Nailing the holy one widmen NECROPHOBIC dann DISSECTION, ein Fingerzeig zu den Darkside-Zeiten, wo sich Jon Nödtveidt mit seinem Mitwirken in eben diesem Song verewigt hat. Leider hat die schwedische Black / Death Metal-Truppe die Fuck you, Christ-Interaktion aus dem Nailing the holy one-Programm genommen, aber der Track knallt auch ohne diese einfach nur ohne Ende.
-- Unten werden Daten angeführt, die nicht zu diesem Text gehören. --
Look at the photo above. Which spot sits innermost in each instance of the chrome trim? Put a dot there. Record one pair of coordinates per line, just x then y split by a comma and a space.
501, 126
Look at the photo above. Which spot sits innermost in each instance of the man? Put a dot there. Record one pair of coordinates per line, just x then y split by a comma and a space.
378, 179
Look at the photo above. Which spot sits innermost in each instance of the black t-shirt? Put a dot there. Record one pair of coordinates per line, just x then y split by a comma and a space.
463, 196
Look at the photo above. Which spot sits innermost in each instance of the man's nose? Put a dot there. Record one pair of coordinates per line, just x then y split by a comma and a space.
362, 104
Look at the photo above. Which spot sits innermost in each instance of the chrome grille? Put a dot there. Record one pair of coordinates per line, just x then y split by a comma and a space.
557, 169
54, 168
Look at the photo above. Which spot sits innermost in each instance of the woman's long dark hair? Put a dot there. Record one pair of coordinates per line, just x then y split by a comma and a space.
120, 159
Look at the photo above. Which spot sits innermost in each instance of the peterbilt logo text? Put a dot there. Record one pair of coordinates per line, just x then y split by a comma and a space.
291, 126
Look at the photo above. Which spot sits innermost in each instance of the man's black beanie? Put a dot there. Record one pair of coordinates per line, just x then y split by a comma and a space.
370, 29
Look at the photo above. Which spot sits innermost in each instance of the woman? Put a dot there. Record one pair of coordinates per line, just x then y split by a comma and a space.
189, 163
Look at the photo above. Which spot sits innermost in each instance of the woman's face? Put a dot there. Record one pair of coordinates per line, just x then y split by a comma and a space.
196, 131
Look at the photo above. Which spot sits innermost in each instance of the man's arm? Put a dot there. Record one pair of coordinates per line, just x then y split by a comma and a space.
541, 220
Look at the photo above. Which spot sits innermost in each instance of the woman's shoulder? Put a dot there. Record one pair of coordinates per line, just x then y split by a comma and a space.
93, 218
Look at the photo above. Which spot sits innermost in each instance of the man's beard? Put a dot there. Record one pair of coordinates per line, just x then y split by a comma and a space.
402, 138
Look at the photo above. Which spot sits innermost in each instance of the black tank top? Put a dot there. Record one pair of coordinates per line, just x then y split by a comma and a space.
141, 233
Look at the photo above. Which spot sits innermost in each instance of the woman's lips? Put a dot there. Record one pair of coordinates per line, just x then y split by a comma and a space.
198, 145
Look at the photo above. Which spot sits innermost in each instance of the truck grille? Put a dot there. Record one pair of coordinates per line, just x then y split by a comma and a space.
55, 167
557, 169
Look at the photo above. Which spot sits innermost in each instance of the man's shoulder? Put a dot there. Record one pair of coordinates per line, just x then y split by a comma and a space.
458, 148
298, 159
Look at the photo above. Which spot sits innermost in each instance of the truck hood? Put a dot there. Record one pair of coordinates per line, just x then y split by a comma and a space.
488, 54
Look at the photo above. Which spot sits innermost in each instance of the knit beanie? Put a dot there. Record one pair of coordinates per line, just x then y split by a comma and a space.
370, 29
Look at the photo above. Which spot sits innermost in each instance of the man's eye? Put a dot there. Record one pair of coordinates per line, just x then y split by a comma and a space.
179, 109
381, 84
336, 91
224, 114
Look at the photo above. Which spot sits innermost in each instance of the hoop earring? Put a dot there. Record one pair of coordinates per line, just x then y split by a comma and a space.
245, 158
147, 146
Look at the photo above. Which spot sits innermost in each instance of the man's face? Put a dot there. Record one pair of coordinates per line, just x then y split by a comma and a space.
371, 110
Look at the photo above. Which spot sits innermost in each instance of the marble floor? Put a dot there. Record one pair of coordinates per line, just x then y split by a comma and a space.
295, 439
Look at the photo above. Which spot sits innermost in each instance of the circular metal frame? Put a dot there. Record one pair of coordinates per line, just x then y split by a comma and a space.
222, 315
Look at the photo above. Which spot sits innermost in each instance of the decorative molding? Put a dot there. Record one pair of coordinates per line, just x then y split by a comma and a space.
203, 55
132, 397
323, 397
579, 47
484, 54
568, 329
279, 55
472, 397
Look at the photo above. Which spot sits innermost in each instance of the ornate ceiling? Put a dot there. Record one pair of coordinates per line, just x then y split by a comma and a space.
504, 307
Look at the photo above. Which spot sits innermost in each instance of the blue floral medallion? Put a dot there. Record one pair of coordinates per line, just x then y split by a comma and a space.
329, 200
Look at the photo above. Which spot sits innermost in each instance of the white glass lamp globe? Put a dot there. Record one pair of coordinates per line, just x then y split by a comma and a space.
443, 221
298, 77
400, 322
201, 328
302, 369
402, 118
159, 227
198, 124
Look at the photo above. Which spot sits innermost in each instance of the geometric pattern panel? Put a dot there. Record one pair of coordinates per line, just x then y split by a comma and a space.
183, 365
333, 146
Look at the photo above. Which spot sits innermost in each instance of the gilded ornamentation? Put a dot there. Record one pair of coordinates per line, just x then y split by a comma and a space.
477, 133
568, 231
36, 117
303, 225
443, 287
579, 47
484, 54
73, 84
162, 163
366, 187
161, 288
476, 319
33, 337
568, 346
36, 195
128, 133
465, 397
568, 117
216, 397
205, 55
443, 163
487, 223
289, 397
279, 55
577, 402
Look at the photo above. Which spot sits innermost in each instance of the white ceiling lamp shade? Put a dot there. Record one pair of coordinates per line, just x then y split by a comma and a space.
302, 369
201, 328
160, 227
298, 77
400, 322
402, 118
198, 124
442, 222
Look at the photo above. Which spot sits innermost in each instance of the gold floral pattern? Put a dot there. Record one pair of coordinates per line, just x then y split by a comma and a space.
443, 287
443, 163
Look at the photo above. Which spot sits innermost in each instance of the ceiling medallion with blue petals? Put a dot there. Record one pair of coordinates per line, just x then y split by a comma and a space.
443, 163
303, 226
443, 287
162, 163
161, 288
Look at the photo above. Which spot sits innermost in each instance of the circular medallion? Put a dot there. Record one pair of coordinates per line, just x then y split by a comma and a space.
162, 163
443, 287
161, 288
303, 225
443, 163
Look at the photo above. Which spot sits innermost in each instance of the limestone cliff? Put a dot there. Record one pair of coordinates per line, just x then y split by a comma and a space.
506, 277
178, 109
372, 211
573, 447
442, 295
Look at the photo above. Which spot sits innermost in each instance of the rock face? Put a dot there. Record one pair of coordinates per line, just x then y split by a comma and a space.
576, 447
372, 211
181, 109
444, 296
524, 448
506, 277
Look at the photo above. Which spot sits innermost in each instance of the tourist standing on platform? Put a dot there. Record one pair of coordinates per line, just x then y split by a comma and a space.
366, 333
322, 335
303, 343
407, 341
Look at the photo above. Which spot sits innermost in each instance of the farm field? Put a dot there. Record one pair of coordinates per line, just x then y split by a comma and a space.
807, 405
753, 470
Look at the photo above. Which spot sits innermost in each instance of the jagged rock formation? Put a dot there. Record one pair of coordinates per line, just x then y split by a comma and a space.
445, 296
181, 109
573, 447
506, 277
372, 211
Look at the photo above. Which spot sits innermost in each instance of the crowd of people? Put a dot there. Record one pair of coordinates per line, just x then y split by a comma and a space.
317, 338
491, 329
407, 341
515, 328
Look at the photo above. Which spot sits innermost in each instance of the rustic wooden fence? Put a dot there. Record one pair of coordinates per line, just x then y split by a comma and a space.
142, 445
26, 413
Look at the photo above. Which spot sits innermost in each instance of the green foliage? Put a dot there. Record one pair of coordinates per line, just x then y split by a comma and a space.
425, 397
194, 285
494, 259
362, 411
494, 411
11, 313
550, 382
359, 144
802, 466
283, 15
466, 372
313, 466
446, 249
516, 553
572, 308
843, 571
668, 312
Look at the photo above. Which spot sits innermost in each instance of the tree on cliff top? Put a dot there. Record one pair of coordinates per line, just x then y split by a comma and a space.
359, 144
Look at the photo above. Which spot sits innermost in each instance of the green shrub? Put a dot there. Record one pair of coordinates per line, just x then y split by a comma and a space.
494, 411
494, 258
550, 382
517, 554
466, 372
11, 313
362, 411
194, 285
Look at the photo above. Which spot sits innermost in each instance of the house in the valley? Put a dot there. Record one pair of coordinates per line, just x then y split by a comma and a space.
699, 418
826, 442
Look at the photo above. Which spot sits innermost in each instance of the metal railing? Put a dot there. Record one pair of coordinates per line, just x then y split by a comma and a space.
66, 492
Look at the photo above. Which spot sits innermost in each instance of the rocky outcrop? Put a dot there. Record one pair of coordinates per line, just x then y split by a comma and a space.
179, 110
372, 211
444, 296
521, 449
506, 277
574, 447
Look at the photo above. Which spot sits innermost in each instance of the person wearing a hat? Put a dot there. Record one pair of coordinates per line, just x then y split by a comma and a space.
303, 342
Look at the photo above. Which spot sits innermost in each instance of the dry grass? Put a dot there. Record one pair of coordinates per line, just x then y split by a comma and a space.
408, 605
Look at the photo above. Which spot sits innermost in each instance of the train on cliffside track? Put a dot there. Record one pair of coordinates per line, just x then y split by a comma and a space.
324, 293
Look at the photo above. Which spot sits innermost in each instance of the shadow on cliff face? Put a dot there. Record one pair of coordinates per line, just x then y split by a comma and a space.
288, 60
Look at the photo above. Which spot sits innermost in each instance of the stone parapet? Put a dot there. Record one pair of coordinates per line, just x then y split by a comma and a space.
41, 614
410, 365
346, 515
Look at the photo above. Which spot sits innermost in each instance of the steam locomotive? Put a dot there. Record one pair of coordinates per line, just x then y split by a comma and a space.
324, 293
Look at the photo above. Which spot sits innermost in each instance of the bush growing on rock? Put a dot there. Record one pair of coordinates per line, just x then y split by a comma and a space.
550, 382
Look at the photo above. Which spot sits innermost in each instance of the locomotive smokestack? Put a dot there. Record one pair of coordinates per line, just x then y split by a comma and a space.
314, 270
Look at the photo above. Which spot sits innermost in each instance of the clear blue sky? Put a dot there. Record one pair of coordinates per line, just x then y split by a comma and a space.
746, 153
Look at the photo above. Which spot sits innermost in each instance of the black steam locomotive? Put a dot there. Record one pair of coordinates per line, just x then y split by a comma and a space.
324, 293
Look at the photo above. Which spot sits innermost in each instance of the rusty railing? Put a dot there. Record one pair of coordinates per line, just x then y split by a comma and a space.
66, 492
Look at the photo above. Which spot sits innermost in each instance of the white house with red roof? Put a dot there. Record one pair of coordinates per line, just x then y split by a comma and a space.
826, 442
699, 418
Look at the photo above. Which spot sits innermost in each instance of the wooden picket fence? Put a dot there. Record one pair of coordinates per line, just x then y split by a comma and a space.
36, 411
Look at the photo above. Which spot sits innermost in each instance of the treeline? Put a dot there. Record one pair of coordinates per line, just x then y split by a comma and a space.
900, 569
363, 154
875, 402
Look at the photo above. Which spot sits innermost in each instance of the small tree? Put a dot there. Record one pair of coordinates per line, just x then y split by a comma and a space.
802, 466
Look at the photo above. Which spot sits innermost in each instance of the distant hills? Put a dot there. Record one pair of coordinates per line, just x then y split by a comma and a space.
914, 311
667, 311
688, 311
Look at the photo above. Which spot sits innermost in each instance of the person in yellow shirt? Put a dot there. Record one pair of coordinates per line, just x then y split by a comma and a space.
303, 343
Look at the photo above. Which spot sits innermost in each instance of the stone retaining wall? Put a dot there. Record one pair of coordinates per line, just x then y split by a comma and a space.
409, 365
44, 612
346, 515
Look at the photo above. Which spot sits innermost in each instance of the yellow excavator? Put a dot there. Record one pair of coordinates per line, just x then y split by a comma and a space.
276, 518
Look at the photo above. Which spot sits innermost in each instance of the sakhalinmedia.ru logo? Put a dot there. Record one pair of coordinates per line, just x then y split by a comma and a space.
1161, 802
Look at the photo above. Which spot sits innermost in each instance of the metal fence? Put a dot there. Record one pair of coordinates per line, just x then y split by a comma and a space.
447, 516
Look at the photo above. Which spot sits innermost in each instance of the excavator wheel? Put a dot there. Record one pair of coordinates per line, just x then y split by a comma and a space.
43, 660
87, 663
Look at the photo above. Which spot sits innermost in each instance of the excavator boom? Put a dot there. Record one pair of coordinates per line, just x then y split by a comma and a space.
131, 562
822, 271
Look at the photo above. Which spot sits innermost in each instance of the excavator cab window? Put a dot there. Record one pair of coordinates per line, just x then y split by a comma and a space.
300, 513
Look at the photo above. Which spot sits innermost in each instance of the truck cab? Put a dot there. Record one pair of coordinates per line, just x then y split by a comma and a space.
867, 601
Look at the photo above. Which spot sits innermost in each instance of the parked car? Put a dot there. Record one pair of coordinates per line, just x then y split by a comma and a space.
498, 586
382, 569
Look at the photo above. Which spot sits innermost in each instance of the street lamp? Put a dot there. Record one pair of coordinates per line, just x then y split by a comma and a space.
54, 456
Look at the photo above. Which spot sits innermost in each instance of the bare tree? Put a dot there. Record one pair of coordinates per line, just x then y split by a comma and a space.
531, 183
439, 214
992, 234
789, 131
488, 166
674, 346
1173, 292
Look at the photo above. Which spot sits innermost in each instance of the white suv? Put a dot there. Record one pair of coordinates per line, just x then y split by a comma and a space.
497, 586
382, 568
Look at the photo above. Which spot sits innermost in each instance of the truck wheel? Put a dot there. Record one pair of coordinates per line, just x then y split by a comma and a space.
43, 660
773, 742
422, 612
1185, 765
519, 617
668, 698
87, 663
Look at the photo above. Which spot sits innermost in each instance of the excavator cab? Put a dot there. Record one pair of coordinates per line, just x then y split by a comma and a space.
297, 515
Mit Dreams shall flesh naht indes das Ende dieses Auftritts, den NECROPHOBIC traditionell mit dem Titeltrack von The nocturnal silence beschließen. Noch einmal gibt das Quintett alles, gibt sich dem Headbanging hin und tut es somit der Meute gleich, die bei The nocturnal silence nochmals – und völlig zurecht – ausflippt.

Nach reichlich Applaus verlassen NECROPHOBIC die Bühne, jedoch nicht ohne eine kleine Metspende an die vordersten Reihen, die von Sebastian entsprechend mit der Flasche gefüttert werden. Trotz Zugabenrufen gibt es indes nicht mehr als Met – und so muss man sich mit der Vorfreude auf den Mailand-Gig am 14. November und die Januartour begnügen. Aber diese freudige Erwartung ist nach diesem Auftritt so groß, dass sie selbst die nächtliche Stille Weimars zur klingenden Kälte macht.